[CWB] TEITOK

Thu Nov 19 10:43:06 CET 2015

Hi Maarten,

TEITOK looks like an excellent tool – can we put a link to the server on the CWB homepage?  Also, having a mostly automated TEI converter program would be really useful.

Here are a few small addenda to Andrew's excellent answer:

> On 17 Nov 2015, at 14:29, Hardie, Andrew <a.hardie at lancaster.ac.uk> wrote:
> 
>>> - the technical manual quite explicitly states that structures cannot embed or overlap; however, the logic of .rng files does not seem to invalidate that in any way.
> 
> *Different* attributes can embed and overlap. But instances of one attribute can't embed with, or overlap with, other instances of the same attribute. And yes, it is not the structure of the binary files but rather the way they are used that prevents that.

Well, the unpublished file format specification – which I assume you mean by the "logic of .rng files" – mandates that regions don't nest or overlap: the integer values in a .rng file must form an increasing sequence.  If you violate the file format, bad things will happen (i.e. undefined behaviour of CQP and the other CWB tools).

> For that reason, TEITOK since this week uses a custom c++ application to directly build the files needed by cwb-makeall from the XML files.
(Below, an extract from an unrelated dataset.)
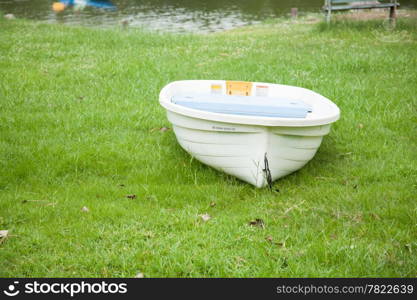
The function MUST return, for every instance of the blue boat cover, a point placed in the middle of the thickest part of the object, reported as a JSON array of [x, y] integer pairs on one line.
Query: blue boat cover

Does that mean you actually create the binary data files (in uncompressed form) from your application, without going through the appropriate CWB tools?  You shouldn't do that, and I can't think of any good reason for doing it.[*]  One of the obvious consequences is that any file format changes – such as those envisioned for CWB 4, will completely break your program, and it will be much harder to adapt than if you were using the CWB encoder tools.
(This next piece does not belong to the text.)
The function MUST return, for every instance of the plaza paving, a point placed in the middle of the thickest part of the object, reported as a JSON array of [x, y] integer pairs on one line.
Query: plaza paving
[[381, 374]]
If you create .rng files through with the appropriate cwb-s-encode utility, it will stop you from generating overlapping or nested regions.

[*] Ok, there's one fairly good reason if you're dealing with very large corpora: it may be more efficient to write files directly than to open pipes to a large number of cwb-encode and cwb-s-encode backends.  But I'm really not sure that this makes up for the loss in maintainability and reliability.

>>> - ideally, the CQP tokens would direclty point to indexes in the XML files to make it possible to efficiently extract the matching data directly from the XML files. An inelegant method would be to add two pattributes for this, but would there be any more elegant way to link tokens in CQP to ranges in external files?
> 
> Not any that I can think of. 

Nor I.  But that's not surprising, given that XML itself doesn't have an elegant way of linking to external files and is forced to use XPointers or other verbose and horrible concoctions.

You could store XML IDs of the relevant elements as p-attributes, or byte offsets into the XML files (for better efficiency and flexibility).  None of these solutions is efficient in CWB 3 – they'll be much better in CWB 4 with "raw string" and "integer" attribute types.

Best,
Stefan